I get e-mails and blog comments every single week from teens and from parents who are desperate to connect with others in the same situation, but they don't know anyone else in their local area.  In the past, I have addressed these notes individually, corresponding with people and trying to set them up so they can correspond with others.  But I can't do it all, and with Facebook groups, it is easy to find lots of other people in your same situation.

Many of you will remember that I set up a local group here in Delaware last year for kids and teens with ME/CFS and their families.  This local group (with families from NJ, PA, MD, DE, and even NY) has been a huge success, and we have all benefited by getting to know each other and having our own little support network.  Our families get together for casual picnics and gatherings, the kids have all become great friends, and the moms often get together for lunch.
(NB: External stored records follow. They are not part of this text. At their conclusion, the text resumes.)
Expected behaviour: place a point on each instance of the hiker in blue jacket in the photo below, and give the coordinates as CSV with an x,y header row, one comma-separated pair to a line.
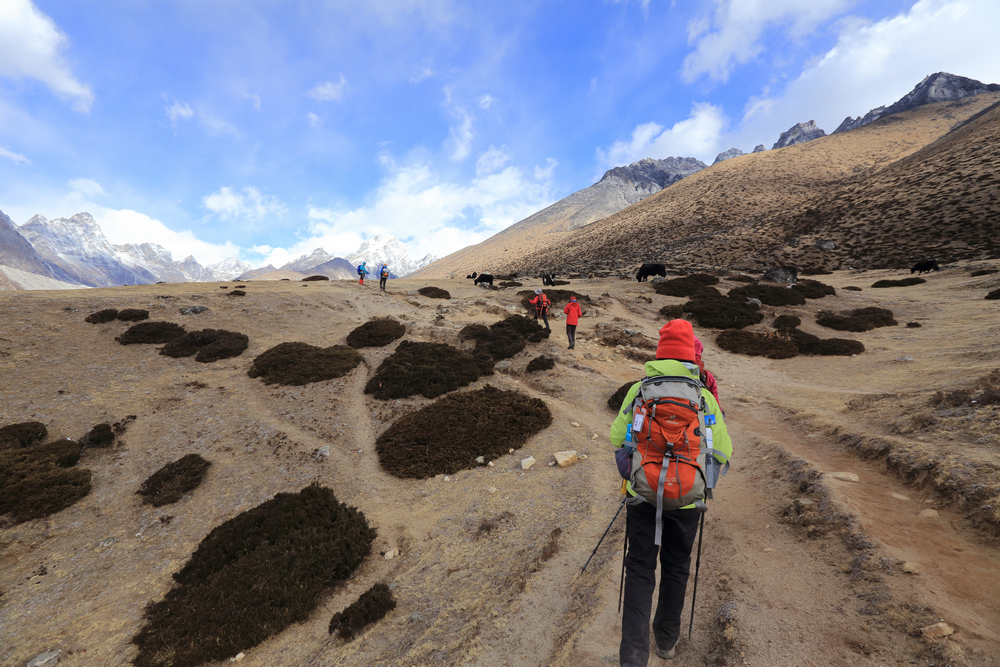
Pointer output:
x,y
675,356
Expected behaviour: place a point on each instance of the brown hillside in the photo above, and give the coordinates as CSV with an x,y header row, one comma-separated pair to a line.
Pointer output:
x,y
735,212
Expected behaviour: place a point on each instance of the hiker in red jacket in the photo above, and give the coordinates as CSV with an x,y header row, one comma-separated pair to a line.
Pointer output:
x,y
573,314
541,304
A couple of weeks ago, when Jamie was doing really badly, I sort of hit bottom emotionally and just felt like I couldn't take this any longer.  I was sitting in a medical facility with Jamie, waiting (hours) for his IV, and I was ready to burst into tears.  I opened my laptop and thought, "Who can I talk to who will understand?" I didn't want to burden any of my healthy friends or family - it just makes them feel bad.  Then I realized I could reach out to our local group of moms.  I sent an e-mail, explaining how bad things had been and how I felt like I was losing it.  Within moments (literally), the nurse popped her head into our room and said, "Someone is here to see you - can I bring her back?"  It was one of the moms I'd just e-mailed!  She'd been in the grocery store next door when she saw my note on her phone and immediately came over to see us.  She brought me into the hall, gave me a big hug and let me cry, then ran back to the store to get Jamie some Gatorade.  In addition, within 10 minutes, I had e-mails from all the other moms, telling me they understood and offering all kinds of support.  I was totally blown away.  I want other parents to have this same kind of support.

As for teens, Jamie went to his Homecoming Dance last night at school.  He lasted only 2 hours and came home in tears.  He wrote this poem this morning and posted it on his regular Facebook page:

"How many times can I break till I shatter." -O.A.R

Trying to scream out the frustration swirling through my mind but I lack the energy.

My last high School Homecoming and

I'm trapped in my own body.

Oh how I wish to be free,

... the things I'd do

the person I'd be

If only I were free.

 And I realized that he needed the same kind of support, even when he's not able to get together physically with our local group.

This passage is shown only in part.